Episode 38
A 2023 LinkedIn report found that companies with a defined employee journey experienced 55% higher engagement rates, 32% better retention over three years, and reduced hiring costs by 20%. Yet most private practices spend more time recruiting employees than actually orienting and developing them after they arrive. As Steve Jobs said: the only way to do great work is to love what you do — and it's the employer's job to build the conditions that make that possible.
Transactional vs. Transformational Fulfillment
Brandon's most powerful framework for understanding what employees truly need: separate their transactional fulfillment (compensation, benefits, hours — what they need to sustain their life) from their transformational fulfillment (what makes them feel purposeful, engaged, and proud of their work). Both buckets must be full. An employee who is financially satisfied but transformationally empty will leave — or worse, stay and disengage. Brandon illustrates this with his wife's brief experience at a skilled nursing facility: the pay was right, but it drained her purpose completely.

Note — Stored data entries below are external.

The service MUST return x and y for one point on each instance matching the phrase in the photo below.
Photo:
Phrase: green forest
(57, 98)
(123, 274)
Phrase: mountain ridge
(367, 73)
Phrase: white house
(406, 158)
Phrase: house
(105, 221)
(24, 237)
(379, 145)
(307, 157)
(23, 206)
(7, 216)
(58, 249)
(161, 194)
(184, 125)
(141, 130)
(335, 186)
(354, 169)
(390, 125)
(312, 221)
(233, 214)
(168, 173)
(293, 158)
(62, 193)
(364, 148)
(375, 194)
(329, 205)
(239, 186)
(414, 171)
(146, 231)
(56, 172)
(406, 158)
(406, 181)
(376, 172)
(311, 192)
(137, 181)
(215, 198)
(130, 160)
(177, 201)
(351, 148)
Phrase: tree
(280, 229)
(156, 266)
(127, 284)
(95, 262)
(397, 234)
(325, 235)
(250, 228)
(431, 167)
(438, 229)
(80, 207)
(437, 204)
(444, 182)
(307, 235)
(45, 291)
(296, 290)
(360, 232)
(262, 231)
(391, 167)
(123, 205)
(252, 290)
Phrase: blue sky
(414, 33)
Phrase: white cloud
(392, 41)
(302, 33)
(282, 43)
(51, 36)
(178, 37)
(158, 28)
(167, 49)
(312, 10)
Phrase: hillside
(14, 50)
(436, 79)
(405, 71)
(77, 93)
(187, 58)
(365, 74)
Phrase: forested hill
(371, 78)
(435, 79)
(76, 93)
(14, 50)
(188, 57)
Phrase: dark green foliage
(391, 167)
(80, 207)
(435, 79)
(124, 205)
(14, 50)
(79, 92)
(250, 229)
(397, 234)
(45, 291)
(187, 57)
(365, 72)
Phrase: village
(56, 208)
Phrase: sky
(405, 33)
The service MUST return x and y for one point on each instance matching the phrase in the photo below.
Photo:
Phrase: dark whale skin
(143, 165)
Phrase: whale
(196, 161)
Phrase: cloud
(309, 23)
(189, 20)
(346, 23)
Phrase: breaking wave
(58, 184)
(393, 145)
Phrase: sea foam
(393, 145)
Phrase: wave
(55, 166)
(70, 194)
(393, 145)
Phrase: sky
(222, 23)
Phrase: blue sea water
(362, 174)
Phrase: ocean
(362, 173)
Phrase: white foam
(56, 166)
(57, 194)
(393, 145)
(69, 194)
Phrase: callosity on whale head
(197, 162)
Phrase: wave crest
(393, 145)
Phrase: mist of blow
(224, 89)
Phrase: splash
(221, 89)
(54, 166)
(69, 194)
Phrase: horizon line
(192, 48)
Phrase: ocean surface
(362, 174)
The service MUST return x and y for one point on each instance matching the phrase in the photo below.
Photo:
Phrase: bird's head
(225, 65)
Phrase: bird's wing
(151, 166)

The Five Exchanges That Define a Career
When defining an employee's growth trajectory, Brandon asks them to rank five exchange categories: Fiscal (compensation, benefits, PTO), Role (responsibilities, leadership opportunities), Educational (certifications, continuing education), Personal Priority (work-life balance, schedule flexibility), and Fill Your Bucket (intrinsic purpose and meaning). No two employees prioritize these the same way — and assuming they do is where most practices lose great people.
Building the 12-Month Roadmap
Brandon's onboarding philosophy: every day of the first week, a different team member takes the new hire to lunch. Day one has a daily check-in. Then a 30-day, 60-day, and 90-day structured runway. A 12-month roadmap with visible milestones and competency-linked pay increases follows. Every employee gets an individual dashboard with four gauges: stress level (green/yellow/red), intrinsic motivation, sense of exchange, and growth progress. Resources like LinkedIn Learning and structured CE plans fuel the development piece. The goal: employees who feel connected, aligned with purpose, and experiencing consistent progress — the three pillars of the science of happiness at work.